The Grand Loop is around 142 miles (230 kilometers) long and takes anywhere from 4 to 8 hours to complete, depending on traffic.
If you just have one day and are short on time, you can drive the Lower Loop and stop at the major attractions.
Mammoth Hot Springs
Mammoth Hot Springs is a must-see attraction in Yellowstone National Park because they are unlike any other thermal location in the vicinity.
This is because limestone is a very soft rock, allowing travertine to grow much faster than other sinter formations. It’s been compared to a cave that has been completely turned inside out.
Microorganisms called Thermophiles are responsible for the color you see in hot springs, from Mammoth to Grand Prismatic. The terraces are painted in a variety of colors, including orange, brown, purple, and yellow. Waterfalls cascade down the terraces, forming a unique cascading hot spring.
The easiest way to see Mammoth Hot Springs is to take a short walk across the Lower Terraces. Near the park’s north gate, the Mammoth part is conveniently located. They’re a long way from other Yellowstone attractions like Old Faithful or the Lake Hotel, but they’re definitely worth a trip when you’re in the park.
Mammoth Hot Springs has a lot to offer, including stunning terraces and a one-of-a-kind town, so you must not cease to visit this!
Old Faithful Inn
Old Faithful Inn, a national historic site, was built in 1903-1904 and is one of Yellowstone’s oldest lodges.

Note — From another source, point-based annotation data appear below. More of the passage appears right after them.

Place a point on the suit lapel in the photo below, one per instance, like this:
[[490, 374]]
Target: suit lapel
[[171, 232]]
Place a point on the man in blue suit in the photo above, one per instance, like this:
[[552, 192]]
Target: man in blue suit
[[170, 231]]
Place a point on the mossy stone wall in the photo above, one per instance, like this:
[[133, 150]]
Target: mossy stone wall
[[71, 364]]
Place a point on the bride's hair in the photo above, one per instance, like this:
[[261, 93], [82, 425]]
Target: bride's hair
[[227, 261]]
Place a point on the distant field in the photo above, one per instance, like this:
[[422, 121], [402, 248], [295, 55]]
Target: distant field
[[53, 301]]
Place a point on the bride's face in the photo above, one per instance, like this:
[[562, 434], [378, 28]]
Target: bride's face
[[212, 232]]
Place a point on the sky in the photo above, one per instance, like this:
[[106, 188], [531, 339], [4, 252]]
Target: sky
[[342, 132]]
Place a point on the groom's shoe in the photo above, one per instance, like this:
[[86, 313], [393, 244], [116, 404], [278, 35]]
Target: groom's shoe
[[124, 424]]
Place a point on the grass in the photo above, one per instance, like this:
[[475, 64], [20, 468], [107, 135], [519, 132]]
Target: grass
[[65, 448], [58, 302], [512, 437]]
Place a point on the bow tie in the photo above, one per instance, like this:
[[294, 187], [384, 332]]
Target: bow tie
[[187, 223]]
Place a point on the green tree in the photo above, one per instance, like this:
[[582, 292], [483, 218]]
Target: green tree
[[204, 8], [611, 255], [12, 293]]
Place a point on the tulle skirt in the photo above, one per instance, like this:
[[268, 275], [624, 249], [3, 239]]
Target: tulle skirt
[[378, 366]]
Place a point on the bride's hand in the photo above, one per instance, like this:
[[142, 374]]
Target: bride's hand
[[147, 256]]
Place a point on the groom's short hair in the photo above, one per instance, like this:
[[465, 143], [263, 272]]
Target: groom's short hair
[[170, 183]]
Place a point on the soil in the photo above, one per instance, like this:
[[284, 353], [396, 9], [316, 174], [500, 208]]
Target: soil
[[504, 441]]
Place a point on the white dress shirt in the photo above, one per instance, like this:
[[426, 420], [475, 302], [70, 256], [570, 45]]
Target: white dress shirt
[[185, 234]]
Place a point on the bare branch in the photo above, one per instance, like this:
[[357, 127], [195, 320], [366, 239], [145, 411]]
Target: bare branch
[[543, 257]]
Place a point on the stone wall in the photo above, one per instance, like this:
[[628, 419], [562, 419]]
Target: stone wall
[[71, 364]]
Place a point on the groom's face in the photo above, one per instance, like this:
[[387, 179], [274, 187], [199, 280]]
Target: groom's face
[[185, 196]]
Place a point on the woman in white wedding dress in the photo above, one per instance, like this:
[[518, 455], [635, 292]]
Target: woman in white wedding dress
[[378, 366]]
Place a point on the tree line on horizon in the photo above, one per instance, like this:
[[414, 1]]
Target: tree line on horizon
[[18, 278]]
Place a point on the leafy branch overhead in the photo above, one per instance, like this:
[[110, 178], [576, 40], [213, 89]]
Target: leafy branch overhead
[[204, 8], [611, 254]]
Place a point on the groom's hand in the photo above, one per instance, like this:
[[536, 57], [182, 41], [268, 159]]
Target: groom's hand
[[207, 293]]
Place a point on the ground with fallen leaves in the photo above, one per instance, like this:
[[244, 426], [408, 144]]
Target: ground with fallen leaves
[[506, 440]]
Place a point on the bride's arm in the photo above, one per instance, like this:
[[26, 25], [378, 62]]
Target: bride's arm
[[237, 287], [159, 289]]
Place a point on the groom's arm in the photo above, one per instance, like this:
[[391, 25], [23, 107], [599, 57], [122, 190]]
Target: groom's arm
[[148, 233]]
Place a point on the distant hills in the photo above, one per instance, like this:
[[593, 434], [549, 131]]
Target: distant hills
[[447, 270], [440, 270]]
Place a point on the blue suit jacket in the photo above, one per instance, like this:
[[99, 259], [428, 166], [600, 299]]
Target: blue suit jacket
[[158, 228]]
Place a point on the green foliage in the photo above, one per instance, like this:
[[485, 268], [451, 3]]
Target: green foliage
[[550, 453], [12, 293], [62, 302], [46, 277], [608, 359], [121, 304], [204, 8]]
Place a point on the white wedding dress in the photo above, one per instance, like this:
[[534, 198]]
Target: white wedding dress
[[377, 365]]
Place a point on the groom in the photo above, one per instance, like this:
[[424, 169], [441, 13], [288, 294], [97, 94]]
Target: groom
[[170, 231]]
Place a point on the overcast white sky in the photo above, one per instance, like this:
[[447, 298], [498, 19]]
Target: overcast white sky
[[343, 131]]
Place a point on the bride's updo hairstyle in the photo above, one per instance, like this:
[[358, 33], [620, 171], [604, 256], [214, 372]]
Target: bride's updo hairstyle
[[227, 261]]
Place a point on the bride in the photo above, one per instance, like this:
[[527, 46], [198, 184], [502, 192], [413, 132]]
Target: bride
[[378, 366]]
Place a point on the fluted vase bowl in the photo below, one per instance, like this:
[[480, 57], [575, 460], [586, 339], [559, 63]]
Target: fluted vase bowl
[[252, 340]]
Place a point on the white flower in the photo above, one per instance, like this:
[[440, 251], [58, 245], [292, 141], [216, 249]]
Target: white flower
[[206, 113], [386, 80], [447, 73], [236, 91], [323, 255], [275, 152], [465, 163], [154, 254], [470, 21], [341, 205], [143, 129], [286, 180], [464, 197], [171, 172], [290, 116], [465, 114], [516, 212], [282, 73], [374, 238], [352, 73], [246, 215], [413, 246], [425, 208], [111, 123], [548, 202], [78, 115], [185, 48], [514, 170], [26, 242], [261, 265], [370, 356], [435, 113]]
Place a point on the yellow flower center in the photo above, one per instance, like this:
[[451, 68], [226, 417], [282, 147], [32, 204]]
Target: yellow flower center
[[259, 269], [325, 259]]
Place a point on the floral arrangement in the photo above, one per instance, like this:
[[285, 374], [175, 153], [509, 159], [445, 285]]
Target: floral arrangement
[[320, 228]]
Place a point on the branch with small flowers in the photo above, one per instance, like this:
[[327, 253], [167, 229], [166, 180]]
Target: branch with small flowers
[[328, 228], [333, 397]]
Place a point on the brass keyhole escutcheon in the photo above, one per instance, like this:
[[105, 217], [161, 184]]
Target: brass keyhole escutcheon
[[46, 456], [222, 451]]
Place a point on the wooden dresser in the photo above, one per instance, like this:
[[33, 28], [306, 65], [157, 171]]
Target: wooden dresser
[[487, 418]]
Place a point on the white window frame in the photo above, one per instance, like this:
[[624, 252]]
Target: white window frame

The interior of the OF Inn is very amazing, as it is considered the world’s largest log structure.
It is not necessary to be a hotel guest to explore this remarkable structure. Simply go inside and look around the main building.
You can even attend an organized tour of the lodge if you’re interested in the history of this unique accommodation and Yellowstone. Tours are free and run multiple times a day; simply reserve/join a tour when you arrive.
Another remarkable landscape found in this area is Yellowstone Lake. The massive lake is North America’s largest high elevation lake, with more than 110 miles of shoreline.
Your interests will determine how much time you spend here. Stop at the old Lake Hotel and take a drive to Lake Butte Overlook if you’re just passing by. There are several picnic places around for a relaxing meal. While Yellowstone Lake’s waters are not suitable for swimming, it is an excellent boating spot.
If you have more time at Yellowstone Lake, you can also take a boat ride or rent a boat at Yellowstone National Park Lodges. There are a variety of opportunities, including scenic cruises, private boat rentals, and guided sightseeing and fishing tours.
August is also an excellent month for getting out on the water, whether fishing, boating, or kayaking. The Gardner River, Lamar River, Slough Creek, and Soda Butte Creek are the best places to go fishing. Any fishing in the park requires a permit, which may be acquired at any visitor center or fly store outside of Yellowstone. At Bridge Bay on Yellowstone Lake, you can rent a boat. Grant Village also offers guided kayak cruises on Yellowstone Lake.